This script compares the hashes across all sites for a single project to count the number of exact matches between each pair of sites and across all sites.
COUNTING EXACT MATCHES FOR name-sex-dob-zip
Size of site_a: 819
Size of site_b: 819
Size of site_c: 819
Size of site_d: 819
Size of site_e: 819
Size of site_f: 819
Total exact matches between site_a and site_b: 186
Total exact matches between site_a and site_c: 109
Total exact matches between site_a and site_d: 88
Total exact matches between site_a and site_e: 104
Total exact matches between site_a and site_f: 181
Total exact matches between site_b and site_c: 189
Total exact matches between site_b and site_d: 124
Total exact matches between site_b and site_e: 71
Total exact matches between site_b and site_f: 102
Total exact matches between site_c and site_d: 188
Total exact matches between site_c and site_e: 111
Total exact matches between site_c and site_f: 74
Total exact matches between site_d and site_e: 173
Total exact matches between site_d and site_f: 132
Total exact matches between site_e and site_f: 176
Total exact matches for name-sex-dob-zip: 1303
Size of {site}:
== the number of UNIQUE hashes provided by the data owner. If the number of unique hashes is a fraction of the total number of hashes/lines in the file, then it's possible the data may not have been appropriately deduplicated. (Or in other words, they may have included multiple rows per individual, which the current tool suite does not support)

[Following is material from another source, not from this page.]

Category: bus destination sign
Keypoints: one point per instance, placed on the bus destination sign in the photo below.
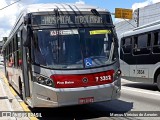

Total exact matches between {site_a} and {site_b}
== the number of unique hashes that appear in both sites, ie, the intersection between the two sites.
Total exact matches for {project}
== the number of exact matching hashes across all pairs of sites for the given project. This is the union of the exact matches between all sets of pairs.
This script attempts to determine the impact of dropping one anonlink project from the set. (For example, CODI 1.0 originally used 4 projects, but this script was used to assist in determining the impact of dropping the name-sex-dob-parents
project)
Note that because of the complexities and randomness of the deconfliction logic, this tool cannot perfectly predict the impact of dropping a project in all cases. Also note that the results cannot be combined to determine the impact of dropping multiple projects at once.
Total number of matches: 1454
Total number of matched pairs (run_results): 4491
NAME-SEX-DOB-PHONE
1445 results have a match on name-sex-dob-phone
4 results have a match ONLY on name-sex-dob-phone
Total # of changes by removing this project: 25
LINKID 94e94e28-b9b3-11ec-81b7-acde48001122 was created using only name-sex-dob-phone -- sites: ['site_e', 'site_a']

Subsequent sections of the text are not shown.